Carsten S., V-Mann, hatte schon früh Hinweise auf die Terrorzelle gegeben
Für diesen Dienstag hatte Götzl einen Zeugen geladen, der offenbar schon früh Hinweise auf eine Bewaffnung der Terrorzelle bekam. Carsten S., ehemaliger V-Mann des Brandenburger Verfassungsschutzes, berichtete der Behörde im August 1998, eine sächsische Rechtsextremistin habe über zwei Männer und eine Frau gesprochen, die auf der Flucht vor der Polizei seien. Kurz darauf ergänzte der Spitzel, selbst Rechtsextremist und wegen versuchten Mordes an einem Afrikaner lange inhaftiert, seine Angaben. Nun hatte Carsten S. auch erfahren, der Anführer der sächsischen Sektion der internationalen Skinhead-Vereinigung „Blood & Honour“ solle den Flüchtigen Waffen für einen Raubüberfall beschaffen. Mit dem erbeuteten Geld hätten die drei die Bundesrepublik in Richtung Südafrika verlassen wollen.

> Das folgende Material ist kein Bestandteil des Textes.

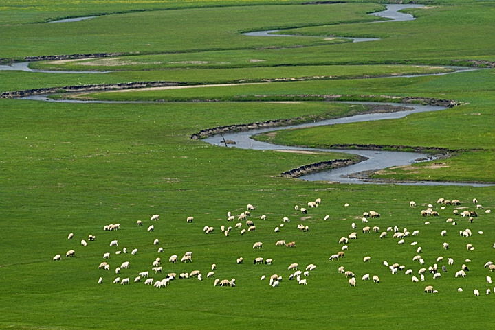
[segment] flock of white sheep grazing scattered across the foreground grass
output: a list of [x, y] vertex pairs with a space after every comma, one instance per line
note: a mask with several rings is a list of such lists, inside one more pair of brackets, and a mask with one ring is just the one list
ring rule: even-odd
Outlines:
[[[308, 213], [308, 209], [313, 209], [317, 208], [320, 206], [322, 200], [320, 198], [317, 198], [314, 201], [310, 201], [307, 203], [307, 208], [306, 207], [299, 207], [296, 205], [294, 207], [295, 211], [300, 212], [302, 215], [305, 215]], [[457, 225], [458, 223], [461, 223], [461, 220], [463, 218], [467, 218], [467, 220], [472, 223], [474, 221], [475, 217], [478, 217], [478, 213], [476, 211], [484, 210], [483, 206], [481, 204], [478, 204], [478, 201], [476, 198], [472, 200], [475, 206], [475, 210], [469, 211], [469, 210], [464, 210], [460, 211], [460, 209], [465, 208], [469, 209], [469, 207], [458, 207], [453, 209], [453, 211], [450, 211], [452, 213], [453, 217], [460, 217], [457, 220], [454, 220], [453, 218], [448, 218], [445, 222], [445, 224], [450, 224], [450, 225]], [[445, 200], [444, 198], [440, 198], [437, 200], [437, 207], [434, 207], [432, 204], [428, 204], [428, 209], [423, 209], [421, 210], [420, 214], [422, 217], [437, 217], [439, 216], [439, 212], [444, 212], [446, 210], [446, 207], [449, 205], [454, 205], [454, 206], [459, 206], [461, 205], [461, 202], [459, 200]], [[417, 207], [417, 204], [414, 201], [410, 201], [409, 206], [411, 208]], [[344, 207], [349, 207], [349, 204], [344, 204]], [[436, 211], [434, 209], [438, 209], [439, 211]], [[248, 229], [247, 231], [256, 231], [256, 226], [254, 225], [254, 221], [250, 219], [251, 217], [251, 212], [254, 211], [256, 207], [254, 207], [252, 204], [248, 204], [246, 207], [246, 211], [241, 212], [239, 215], [233, 215], [231, 211], [227, 213], [227, 218], [226, 218], [226, 224], [230, 224], [230, 222], [237, 220], [238, 222], [235, 224], [234, 228], [232, 226], [226, 227], [225, 225], [222, 225], [220, 227], [220, 231], [225, 235], [226, 237], [230, 235], [230, 233], [238, 231], [240, 235], [244, 235], [246, 233], [246, 229], [242, 228], [243, 226], [246, 226]], [[445, 211], [448, 212], [448, 211]], [[487, 209], [484, 210], [485, 214], [491, 213], [491, 210]], [[472, 262], [470, 259], [464, 259], [463, 261], [460, 261], [459, 263], [462, 263], [461, 266], [456, 267], [456, 261], [454, 261], [453, 258], [451, 257], [445, 257], [443, 255], [440, 255], [437, 257], [434, 261], [431, 261], [429, 265], [426, 264], [425, 259], [423, 258], [421, 253], [423, 252], [423, 249], [421, 246], [418, 246], [419, 242], [413, 239], [418, 239], [420, 238], [420, 230], [416, 229], [415, 231], [412, 231], [412, 233], [408, 230], [408, 228], [399, 228], [399, 226], [388, 226], [385, 231], [382, 231], [380, 226], [380, 213], [376, 211], [366, 211], [362, 213], [362, 217], [360, 217], [360, 220], [362, 222], [362, 228], [360, 228], [360, 232], [358, 234], [358, 231], [353, 231], [352, 233], [349, 233], [349, 235], [340, 237], [338, 239], [338, 244], [340, 244], [341, 248], [340, 251], [330, 255], [329, 257], [329, 262], [334, 262], [334, 261], [339, 261], [341, 258], [345, 257], [347, 252], [350, 249], [351, 242], [355, 241], [360, 237], [361, 235], [376, 235], [375, 237], [377, 239], [387, 239], [389, 236], [391, 236], [393, 239], [397, 239], [397, 244], [403, 245], [406, 243], [406, 239], [411, 238], [412, 241], [409, 242], [410, 246], [415, 246], [413, 250], [415, 250], [415, 255], [412, 257], [412, 261], [415, 261], [419, 264], [417, 270], [413, 270], [412, 268], [407, 268], [404, 264], [401, 263], [389, 263], [388, 261], [384, 260], [382, 261], [383, 266], [391, 272], [391, 274], [396, 275], [396, 274], [404, 274], [405, 276], [410, 276], [410, 281], [412, 283], [419, 283], [420, 281], [437, 281], [441, 279], [442, 276], [449, 276], [447, 266], [450, 268], [457, 268], [456, 272], [452, 272], [452, 276], [455, 278], [459, 277], [466, 277], [467, 274], [470, 272], [470, 267], [467, 266], [470, 262]], [[254, 217], [252, 217], [254, 219]], [[359, 218], [359, 217], [358, 217]], [[261, 215], [259, 217], [260, 220], [266, 220], [267, 215]], [[323, 217], [324, 220], [329, 219], [329, 215], [325, 215]], [[159, 221], [159, 215], [155, 214], [151, 216], [150, 218], [151, 222], [157, 222]], [[282, 223], [279, 224], [274, 228], [274, 233], [279, 233], [281, 231], [281, 228], [284, 226], [290, 226], [289, 222], [291, 220], [289, 217], [283, 217], [282, 218]], [[376, 222], [377, 225], [371, 227], [368, 225], [369, 222]], [[194, 222], [194, 217], [187, 217], [186, 218], [187, 223], [192, 223]], [[138, 220], [136, 222], [137, 226], [143, 226], [142, 220]], [[265, 224], [270, 224], [270, 222], [265, 222]], [[430, 224], [429, 221], [424, 222], [424, 225], [428, 226]], [[120, 230], [120, 224], [107, 224], [103, 227], [104, 231], [118, 231]], [[305, 224], [298, 224], [297, 227], [298, 230], [303, 231], [305, 233], [309, 232], [309, 226], [306, 226]], [[358, 229], [358, 224], [353, 222], [351, 224], [351, 228], [353, 230]], [[149, 233], [153, 233], [155, 231], [155, 225], [150, 224], [147, 228], [147, 231]], [[214, 233], [214, 227], [212, 226], [204, 226], [203, 227], [203, 232], [206, 234]], [[441, 237], [445, 237], [448, 235], [448, 230], [443, 229], [440, 233]], [[472, 231], [470, 228], [465, 228], [464, 230], [459, 231], [459, 235], [461, 237], [464, 237], [466, 239], [469, 239], [472, 237]], [[478, 235], [483, 235], [483, 231], [478, 231]], [[74, 239], [74, 233], [69, 233], [67, 236], [67, 239]], [[87, 236], [87, 240], [85, 238], [81, 239], [80, 245], [85, 247], [88, 245], [88, 241], [94, 241], [96, 240], [96, 236], [89, 234]], [[153, 245], [158, 245], [159, 244], [159, 239], [154, 239], [153, 240]], [[291, 241], [287, 243], [283, 239], [279, 239], [276, 241], [275, 246], [283, 246], [287, 248], [295, 248], [296, 247], [296, 242]], [[115, 255], [121, 255], [121, 254], [127, 254], [128, 250], [126, 248], [122, 248], [118, 250], [118, 240], [113, 239], [109, 242], [109, 247], [110, 248], [115, 248], [113, 253]], [[447, 241], [444, 241], [442, 244], [442, 248], [445, 250], [445, 253], [448, 252], [450, 245], [448, 244]], [[263, 242], [261, 241], [256, 241], [253, 246], [253, 249], [262, 249], [263, 248]], [[495, 244], [493, 246], [495, 248]], [[471, 243], [466, 244], [466, 250], [468, 252], [473, 252], [475, 250], [475, 247]], [[137, 248], [133, 248], [130, 251], [130, 255], [136, 255], [138, 252]], [[160, 247], [157, 250], [157, 253], [163, 253], [164, 248]], [[413, 253], [412, 253], [413, 254]], [[68, 250], [65, 253], [65, 257], [74, 257], [76, 255], [76, 251], [74, 249]], [[108, 260], [111, 258], [111, 252], [104, 252], [102, 255], [102, 259]], [[62, 255], [58, 254], [53, 257], [54, 261], [60, 261], [62, 259]], [[168, 258], [169, 263], [177, 263], [179, 261], [178, 255], [171, 255]], [[253, 260], [253, 264], [263, 264], [265, 265], [271, 265], [272, 262], [274, 261], [273, 258], [263, 258], [263, 257], [256, 257]], [[373, 258], [370, 255], [366, 255], [363, 257], [362, 261], [364, 263], [371, 263], [373, 261]], [[444, 261], [447, 261], [447, 264], [445, 265]], [[184, 255], [180, 258], [181, 263], [192, 263], [192, 251], [185, 252]], [[236, 259], [236, 263], [242, 264], [244, 263], [244, 258], [243, 257], [238, 257]], [[95, 266], [96, 267], [96, 266]], [[288, 281], [296, 280], [296, 283], [299, 285], [307, 285], [307, 278], [310, 274], [311, 271], [316, 270], [316, 265], [314, 263], [309, 263], [306, 267], [305, 270], [299, 270], [299, 264], [298, 263], [291, 263], [287, 267], [287, 270], [289, 270], [289, 274], [287, 276]], [[484, 268], [487, 269], [487, 272], [494, 272], [495, 271], [495, 263], [492, 261], [486, 261], [484, 264]], [[103, 270], [103, 271], [110, 271], [111, 266], [107, 261], [102, 261], [98, 269]], [[170, 285], [170, 281], [173, 281], [175, 279], [190, 279], [190, 278], [196, 278], [199, 281], [203, 281], [203, 274], [201, 270], [192, 270], [191, 272], [183, 272], [178, 274], [175, 272], [169, 272], [166, 274], [166, 276], [163, 276], [163, 266], [162, 266], [162, 258], [161, 257], [155, 257], [155, 259], [150, 260], [150, 268], [148, 270], [141, 270], [135, 272], [134, 275], [131, 276], [131, 261], [124, 261], [120, 264], [119, 267], [116, 267], [113, 272], [115, 272], [115, 276], [112, 280], [112, 283], [120, 283], [121, 285], [129, 285], [131, 283], [131, 277], [133, 277], [132, 282], [133, 283], [138, 283], [143, 281], [145, 285], [153, 285], [154, 287], [161, 288], [161, 287], [167, 287]], [[213, 263], [210, 266], [210, 269], [208, 269], [208, 273], [206, 274], [206, 278], [212, 279], [214, 277], [214, 271], [217, 269], [217, 264]], [[125, 271], [124, 271], [125, 270]], [[346, 270], [344, 266], [338, 266], [337, 269], [338, 273], [344, 274], [344, 276], [347, 278], [347, 282], [351, 287], [355, 287], [357, 285], [357, 280], [356, 280], [356, 275], [354, 274], [353, 271], [351, 270]], [[121, 272], [125, 272], [127, 276], [131, 277], [126, 277], [126, 276], [119, 276]], [[150, 277], [150, 272], [155, 276], [155, 277]], [[160, 274], [160, 275], [159, 275]], [[443, 274], [443, 275], [442, 275]], [[157, 277], [160, 276], [161, 278], [158, 279]], [[278, 274], [272, 274], [270, 276], [263, 275], [261, 276], [260, 280], [265, 281], [268, 280], [268, 284], [271, 287], [278, 287], [281, 285], [281, 282], [283, 281], [283, 276], [278, 275]], [[362, 281], [373, 281], [374, 283], [380, 283], [380, 277], [378, 274], [362, 274], [361, 276]], [[492, 284], [492, 278], [491, 276], [486, 276], [486, 282], [487, 284]], [[97, 283], [104, 283], [103, 276], [100, 276], [98, 279]], [[227, 286], [227, 287], [235, 287], [236, 286], [236, 279], [219, 279], [215, 278], [213, 281], [213, 285], [216, 286]], [[462, 287], [458, 287], [457, 289], [458, 292], [463, 292]], [[438, 291], [434, 289], [434, 286], [429, 284], [426, 285], [424, 288], [424, 292], [428, 293], [437, 293]], [[487, 288], [485, 290], [486, 294], [492, 293], [492, 290], [490, 288]], [[493, 290], [493, 293], [495, 293], [495, 289]], [[474, 295], [479, 296], [479, 290], [475, 289], [474, 290]]]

Der sächsische Verfassungsschutz observierte dann den führenden Skinhead und zwei weitere mutmaßliche Unterstützer der Terrorzelle, erhielt aber keine neuen Erkenntnisse. Auch das Bundesamt für Verfassungsschutz kam nicht weiter, als es den Kahlkopf von Oktober 1998 bis April 1999 überwachte.

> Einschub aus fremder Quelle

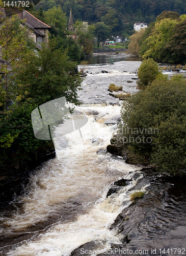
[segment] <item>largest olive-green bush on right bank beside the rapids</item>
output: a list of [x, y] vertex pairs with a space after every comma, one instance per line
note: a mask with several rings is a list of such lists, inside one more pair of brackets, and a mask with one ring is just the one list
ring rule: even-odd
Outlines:
[[128, 155], [161, 172], [182, 175], [186, 169], [186, 80], [160, 76], [124, 101], [119, 128]]

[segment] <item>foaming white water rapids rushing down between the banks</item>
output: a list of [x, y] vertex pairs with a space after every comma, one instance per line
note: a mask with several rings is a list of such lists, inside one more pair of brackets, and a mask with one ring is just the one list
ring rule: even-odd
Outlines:
[[[57, 157], [37, 169], [25, 193], [14, 202], [20, 206], [11, 217], [2, 217], [1, 234], [6, 237], [30, 234], [29, 239], [7, 246], [6, 255], [69, 256], [72, 250], [92, 240], [102, 243], [102, 251], [109, 249], [111, 242], [119, 243], [121, 238], [110, 226], [129, 205], [128, 190], [136, 181], [124, 186], [117, 196], [106, 198], [106, 195], [114, 181], [130, 179], [132, 173], [129, 172], [140, 168], [126, 164], [120, 157], [96, 152], [110, 144], [117, 126], [105, 122], [120, 115], [119, 100], [108, 95], [109, 84], [114, 82], [117, 86], [123, 85], [126, 92], [136, 92], [136, 82], [131, 77], [136, 77], [139, 65], [140, 61], [121, 61], [104, 67], [86, 67], [89, 74], [79, 97], [84, 103], [99, 104], [76, 107], [76, 111], [89, 119], [81, 128], [83, 140], [78, 131], [61, 137], [59, 128]], [[102, 70], [110, 73], [101, 73]], [[97, 111], [98, 115], [90, 115], [91, 111]], [[37, 229], [40, 223], [54, 219], [41, 230]], [[35, 231], [31, 229], [33, 226]]]

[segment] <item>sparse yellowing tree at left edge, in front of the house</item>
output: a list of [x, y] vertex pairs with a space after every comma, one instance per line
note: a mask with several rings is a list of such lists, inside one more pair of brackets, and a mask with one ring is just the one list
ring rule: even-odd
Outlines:
[[14, 79], [26, 65], [25, 56], [29, 54], [29, 48], [33, 49], [34, 44], [29, 35], [30, 31], [24, 26], [24, 21], [20, 21], [17, 15], [2, 20], [0, 56], [3, 61], [0, 65], [0, 106], [3, 107], [4, 112], [23, 97], [20, 94], [19, 86], [15, 86]]

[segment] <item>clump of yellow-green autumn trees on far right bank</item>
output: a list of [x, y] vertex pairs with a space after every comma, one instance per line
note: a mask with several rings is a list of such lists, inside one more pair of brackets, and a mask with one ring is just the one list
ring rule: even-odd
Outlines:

V-Mann Carsten S. war eine ergiebige Quelle
Der V-Mann Carsten S. war von 1994 bis zu seiner Enttarnung im Jahr 2000 für den Brandenburger Verfassungsschutz unter dem Decknamen „Piatto“ tätig. Er galt als ergiebige Quelle und warnte auch vor dem Plan Berliner Neonazis, den Tagesspiegel anzugreifen. Seit Juli 2000 befindet sich Carsten S. in einem Zeugenschutzprogramm der Brandenburger Polizei. Das Landesinnenministerium wollte deshalb zunächst auch nur eine audiovisuelle Vernehmung von Carsten S. im NSU-Prozess zulassen. Der Ex-V-Mann sollte getarnt und von einem geheimen Ort aus Antworten geben. Innenminister Ralf Holzschuher (SPD) ließ dann aber doch eine Befragung im Oberlandesgericht München zu. Wann sie nun stattfindet, ist offen. An diesem Mittwoch soll jedenfalls die Hauptverhandlung fortgesetzt werden.